Not until I came to London in 1992. It’s actually the reason I moved here, because in Japan there was no one else making fashion with latex – or, if they were, then they didn’t really know how to use the material properly. I think latex has been in fashion for a long time in London. John Sutcliffe was the first to use latex as clothes, as fashion, and Westwood also used latex and then it almost became ordinary clothing for punks.

And what was the fetish and club scene like when you moved to London?
I suppose, at first, I started going more to gay clubs than anything else. A favourite was Kinky Gerlinky – but then there was Torture Garden and those sort of fetish clubs. I had so much fun back then, maybe I had too much!

“[Latex] made me feel like a superwoman! When I realised that it could make me feel that way, I thought it must be able to do that for other women, too.” Atsuko Kudo

You can never have too much fun! Do you think the night club scene was different from London to Tokyo? 
Well, Tokyo’s nightclubs were good, but in London I was interested in the variety of different people who were going out. I especially loved the drag queens because I wanted to dress them.

Do you think that fetish in fashion is becoming bigger and more accepted at the moment?
Yes, definitely. I think it is an interesting time for latex. When I came to London at the beginning, the fetish scene was really different – if you’d go to a fetish shop, then you could see orders over video, showing and listening to how it sounds on the body, but other than actual fetish clubs there were few other public places where you could view people wearing latex. However, things still haven’t become completely open – recently I spoke to another latex maker, who has been doing it for a while. They told me that it was not that long ago that a customer committed suicide because his wife found out that he was dressing in latex.
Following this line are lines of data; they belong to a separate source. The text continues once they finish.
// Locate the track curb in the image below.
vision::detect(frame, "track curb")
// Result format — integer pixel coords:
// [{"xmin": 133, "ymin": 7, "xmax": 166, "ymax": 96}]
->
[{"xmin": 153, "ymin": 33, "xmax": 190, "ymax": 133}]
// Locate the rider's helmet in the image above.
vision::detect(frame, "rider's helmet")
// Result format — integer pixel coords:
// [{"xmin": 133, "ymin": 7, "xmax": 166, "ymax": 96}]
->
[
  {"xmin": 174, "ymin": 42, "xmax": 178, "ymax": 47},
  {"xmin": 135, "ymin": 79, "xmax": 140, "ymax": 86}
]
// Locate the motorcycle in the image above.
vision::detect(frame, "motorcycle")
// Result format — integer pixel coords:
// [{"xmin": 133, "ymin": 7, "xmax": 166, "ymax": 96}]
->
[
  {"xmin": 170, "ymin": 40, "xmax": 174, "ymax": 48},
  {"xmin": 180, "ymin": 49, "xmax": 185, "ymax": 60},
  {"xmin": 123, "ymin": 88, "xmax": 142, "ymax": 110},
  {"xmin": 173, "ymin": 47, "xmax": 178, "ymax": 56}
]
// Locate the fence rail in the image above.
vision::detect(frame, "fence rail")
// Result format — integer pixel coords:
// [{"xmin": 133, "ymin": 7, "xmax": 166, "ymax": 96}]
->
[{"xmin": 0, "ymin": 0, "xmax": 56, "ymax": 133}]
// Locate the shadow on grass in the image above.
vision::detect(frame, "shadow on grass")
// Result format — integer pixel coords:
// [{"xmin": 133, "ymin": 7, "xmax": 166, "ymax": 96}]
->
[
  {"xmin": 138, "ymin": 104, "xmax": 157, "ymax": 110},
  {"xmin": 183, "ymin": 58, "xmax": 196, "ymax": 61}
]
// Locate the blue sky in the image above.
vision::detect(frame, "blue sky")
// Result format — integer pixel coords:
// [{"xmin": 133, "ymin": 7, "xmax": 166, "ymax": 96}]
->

He committed suicide because of that?
Yes, and it wasn’t so long ago.

Do you think that the mentality of how women are buying the clothes is changing? Before now, it was a very niche thing and you had to understand the fetish scene, understand and respect the ritual of wearing latex, the craft of it being made...
Well some women are definitely buying it because of the fashion element, but I think that they have to go through the ritual of it anyway. I like the way that you have to go through all of that – you have to experience the real pleasure of it.

“I enjoy being a woman: being confident, being an authentic version of myself – and the latex helps!” Atsuko Kudo

When you were growing up, did you feel that there was a stigma placed on women who enjoyed their sexuality? Even today, people – and particularly women – are shamed for being open about what they enjoy about sex, and feeling sexy or looking sexy. Is that something you have always tried to tackle?
In Japan, women are still having a difficult time because the rules of marriage are so strict in comparison to here. Women lose a lot of freedom, which means that a lot of women end up not wanting to get married. I think maybe tackling that is what I’m trying to do. Because, looking at my mother or my grandma, I want one of them to stand up, I want them to enjoy their life.
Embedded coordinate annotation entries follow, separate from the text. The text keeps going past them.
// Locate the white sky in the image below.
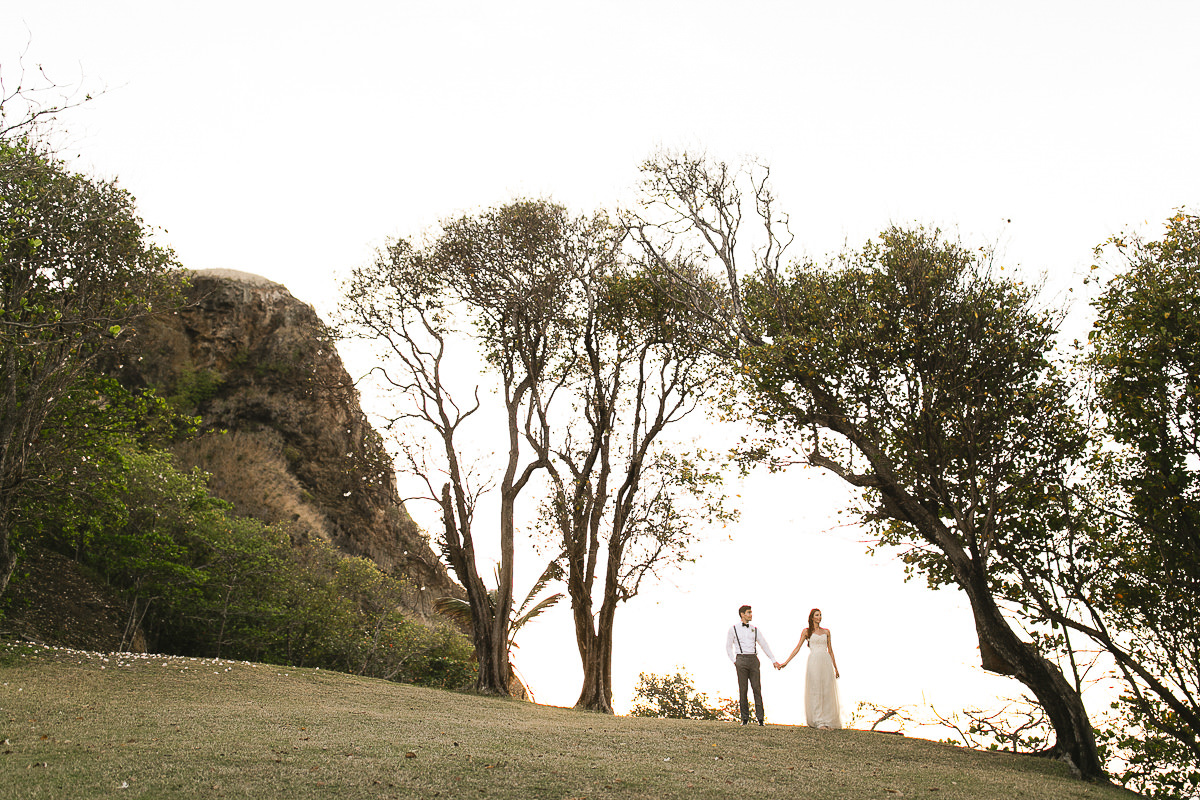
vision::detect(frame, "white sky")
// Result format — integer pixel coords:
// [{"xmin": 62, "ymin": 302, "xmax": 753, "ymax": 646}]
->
[{"xmin": 0, "ymin": 0, "xmax": 1200, "ymax": 723}]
What do you personally enjoy the most about being a woman today?
That I can dress how I like, and I can feel sexy, and I think when I dress, I don’t really want to think about… 

...How men are going to perceive you?
Yes, that’s how I enjoy being a woman: being confident, being an authentic version of myself – and the latex helps!

What advice would you give to other women? I think that there are a lot of women who really look up to you...
I think that you don’t need to follow anybody else: you just need to be yourself and adjust to being yourself and just do what you want to do. What I try to do is – because latex has this stereotype about being for models or slim people – challenge that. It’s not about that. What we try to do here is empower all different ages and shapes of women. That’s really important to me. If latex is cut properly, it will work like shaping wear, it will “pull you together”... that is its magic! Everyone can wear it, feel great and enjoy it!